Gershwin, Bernstein and a bit of Beethoven provide a mixed bag
AT the Hexagon, Reading, on Sunday, Henley Symphony Orchestra, joined by the Trusler Carroll Wass Trio and directed by Ian Brown, embarked on yet another stretching programme: Gerschwin’s Cuban Overture, Bernstein’s Symphonic Dances from West Side Story, Till Eulenspiegel’s Merry Pranks by Richard Strauss, and Beethoven’s Triple Concerto in C.
The Cuban Overture augured well as its dance rhythms swept us to Havana, courtesy of a brilliant percussion section from the Royal College of Music. It was an electrifying opening, punctuated by confident brass and woodwind solos.

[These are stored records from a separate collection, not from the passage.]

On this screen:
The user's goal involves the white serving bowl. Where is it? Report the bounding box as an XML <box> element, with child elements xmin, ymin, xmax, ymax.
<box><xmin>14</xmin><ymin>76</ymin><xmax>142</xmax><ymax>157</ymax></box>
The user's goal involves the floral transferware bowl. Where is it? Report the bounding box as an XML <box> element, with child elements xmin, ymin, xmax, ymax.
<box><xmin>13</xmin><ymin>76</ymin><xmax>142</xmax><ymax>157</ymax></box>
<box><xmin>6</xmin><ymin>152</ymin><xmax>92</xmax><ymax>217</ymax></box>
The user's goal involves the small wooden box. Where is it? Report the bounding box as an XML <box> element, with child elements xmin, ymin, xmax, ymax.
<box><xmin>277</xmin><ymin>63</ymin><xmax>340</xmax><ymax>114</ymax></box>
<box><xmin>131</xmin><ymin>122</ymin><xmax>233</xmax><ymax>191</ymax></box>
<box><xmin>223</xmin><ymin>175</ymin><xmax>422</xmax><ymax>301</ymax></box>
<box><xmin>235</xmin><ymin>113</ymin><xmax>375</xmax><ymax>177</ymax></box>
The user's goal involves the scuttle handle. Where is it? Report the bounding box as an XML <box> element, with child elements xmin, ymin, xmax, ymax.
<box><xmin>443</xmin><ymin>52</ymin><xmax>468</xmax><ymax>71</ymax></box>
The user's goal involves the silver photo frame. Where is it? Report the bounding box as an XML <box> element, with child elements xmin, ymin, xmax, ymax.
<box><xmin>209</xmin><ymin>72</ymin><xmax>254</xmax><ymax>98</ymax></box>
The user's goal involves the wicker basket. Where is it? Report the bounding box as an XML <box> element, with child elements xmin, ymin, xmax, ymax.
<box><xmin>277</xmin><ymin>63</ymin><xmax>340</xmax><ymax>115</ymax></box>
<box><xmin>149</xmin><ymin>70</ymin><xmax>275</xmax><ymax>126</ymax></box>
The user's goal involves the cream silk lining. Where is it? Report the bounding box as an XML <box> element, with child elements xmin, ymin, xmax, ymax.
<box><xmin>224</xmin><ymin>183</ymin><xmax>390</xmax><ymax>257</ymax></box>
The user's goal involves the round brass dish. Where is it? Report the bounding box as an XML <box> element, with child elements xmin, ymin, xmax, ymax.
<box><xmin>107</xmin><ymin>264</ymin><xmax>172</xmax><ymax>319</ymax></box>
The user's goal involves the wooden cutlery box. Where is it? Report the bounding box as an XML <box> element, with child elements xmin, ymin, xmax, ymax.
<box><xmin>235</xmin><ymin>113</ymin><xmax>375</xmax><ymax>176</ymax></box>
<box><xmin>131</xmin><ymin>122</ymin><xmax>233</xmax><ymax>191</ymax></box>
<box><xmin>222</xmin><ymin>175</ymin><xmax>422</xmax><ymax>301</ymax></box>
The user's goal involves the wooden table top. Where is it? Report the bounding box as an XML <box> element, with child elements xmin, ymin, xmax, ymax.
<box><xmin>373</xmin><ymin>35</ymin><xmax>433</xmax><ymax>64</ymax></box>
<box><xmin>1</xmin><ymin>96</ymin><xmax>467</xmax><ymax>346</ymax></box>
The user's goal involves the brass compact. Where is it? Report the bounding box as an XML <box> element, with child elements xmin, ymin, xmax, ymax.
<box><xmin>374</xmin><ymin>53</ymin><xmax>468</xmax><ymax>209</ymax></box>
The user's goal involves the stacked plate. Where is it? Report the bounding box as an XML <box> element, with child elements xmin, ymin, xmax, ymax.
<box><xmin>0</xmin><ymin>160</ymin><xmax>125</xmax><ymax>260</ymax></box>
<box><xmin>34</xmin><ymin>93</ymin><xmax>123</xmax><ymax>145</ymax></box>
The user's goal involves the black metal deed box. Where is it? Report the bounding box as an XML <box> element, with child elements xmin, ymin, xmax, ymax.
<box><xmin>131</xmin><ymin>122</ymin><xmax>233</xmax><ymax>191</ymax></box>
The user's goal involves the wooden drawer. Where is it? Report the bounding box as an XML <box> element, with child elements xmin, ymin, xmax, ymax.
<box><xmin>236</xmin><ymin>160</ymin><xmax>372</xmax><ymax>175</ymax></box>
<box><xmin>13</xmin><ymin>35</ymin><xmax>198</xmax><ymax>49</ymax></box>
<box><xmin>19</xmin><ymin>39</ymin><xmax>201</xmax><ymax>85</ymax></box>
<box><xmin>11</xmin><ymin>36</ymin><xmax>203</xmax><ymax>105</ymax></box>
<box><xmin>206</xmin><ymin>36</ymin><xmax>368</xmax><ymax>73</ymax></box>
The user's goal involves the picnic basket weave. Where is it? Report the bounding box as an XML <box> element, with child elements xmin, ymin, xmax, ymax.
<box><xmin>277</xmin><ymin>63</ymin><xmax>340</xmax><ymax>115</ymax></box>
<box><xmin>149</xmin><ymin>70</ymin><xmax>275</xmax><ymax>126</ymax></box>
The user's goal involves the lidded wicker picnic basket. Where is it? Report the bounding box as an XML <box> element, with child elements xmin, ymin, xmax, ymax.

After this, without the exuberant foot-tapping fiesta that preceded it, the content of the central part drifted along somewhat apologetically until the evocative rhythms finally surfaced again.
Unappealing to some, yet clearly popular with others, the Triple Concerto was on the back foot from the off, being one of Beethoven’s less convincing pieces. Poor acoustics did it no favours either, exacerbating an imbalance of sound between the cellist, Thomas Carroll, pianist Ashley Wass and violinist, Matthew Trusler.
While Carroll enjoyed the best of the subject matter, and attacked it with evident relish, Trusler’s contribution failed to complement it with sufficient passion and power. A move to the front of the stage would have helped audibility.